今日は、1986年から上演が始まったミュージカル 『オペラ座の怪人』 のテーマを。

ご紹介するYouTubeは2005年に公開された米国映画から。舞台の方は英国が初演で、米国と日本では1988年からスタート。劇団四季による長期公演が現在まで20年間続いています。このころ劇団四季がブームで、この作品も話題になり、私もすぐに「ぴあ」でチケットを取って見に行きました。

主演の怪人は 市村正親 ですよね。この曲で紅白歌合戦にも出ていました。センセーショナルな独特のイントロ。演出は浅利慶太。座席が後ろの方で、ステージから遠くて、ストーリーがよくわからなかったことを覚えています。映画になったことも知りませんでした。


オペラ座というのが、この建物が壮麗で抜群にいいんですよね。オペラ座の前に広い大きな通りがあって、それがルーブル美術館の方に真っすぐ伸びているのですが、その通りからオペラ座を展望する景観が見事で圧倒されます。通りがルーブル美術館に突き当たる手前にルーブル・コンコルドという老舗のホテルがあり、福沢諭吉が泊まったことで有名でした。私も泊まらせていただきましたが、近畿日本ツーリストのツアーデスクがあったような記憶があります。

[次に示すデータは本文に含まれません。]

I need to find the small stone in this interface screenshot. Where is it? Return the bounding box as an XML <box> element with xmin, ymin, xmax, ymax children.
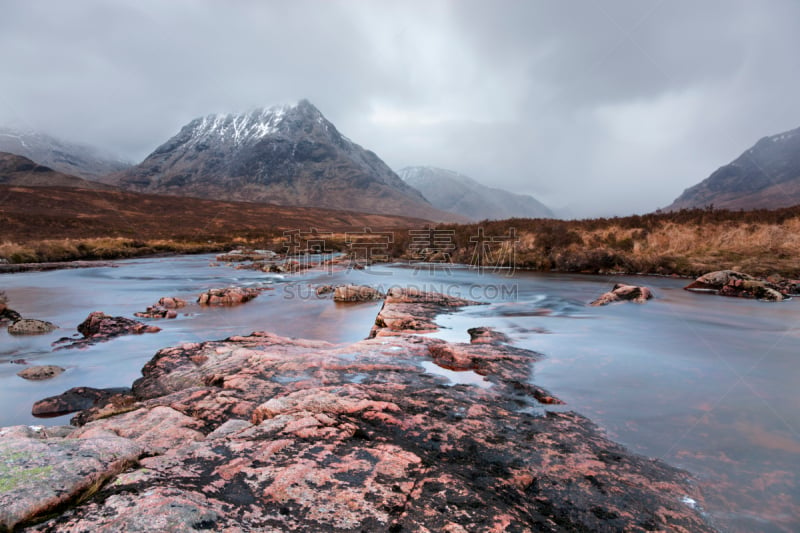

古くてエアコンもない狭い部屋でしたが、窓から外を見ると正面にオペラ座が見えました。絶景。完璧な都市空間美に息をのみました。たしかパレ・ロワイヤルという地下鉄の駅がありましたね。洒落た場所です。円が強くなって、お行儀のいい日本人観光客が重宝されていた時期でした。考えてみれば、私もずいぶん贅沢なことをしています。パリはとにかくレストランの食事がうまいんですよね。肉も魚もパンもワインも。格差問題を政治で解決して、ぜひパリへ行きましょう。
サルコジの驕慢とG8宣言の政治裏 - ポストG8のリストアップ_b0090336_1843480.jpg

そうだ。あの頃は、パリの人たちは、デパートとかレストランのウェイトレスとかは、わかっていても絶対に自分からは英語は話さずに、わからないふりをして、わざとフランス語で訊き返してきましたよね。「エクスキューズ・ミー」とか日本人が言っても無視。英語は無視。それが、今やあの大統領。時代の流れには誰も勝てない。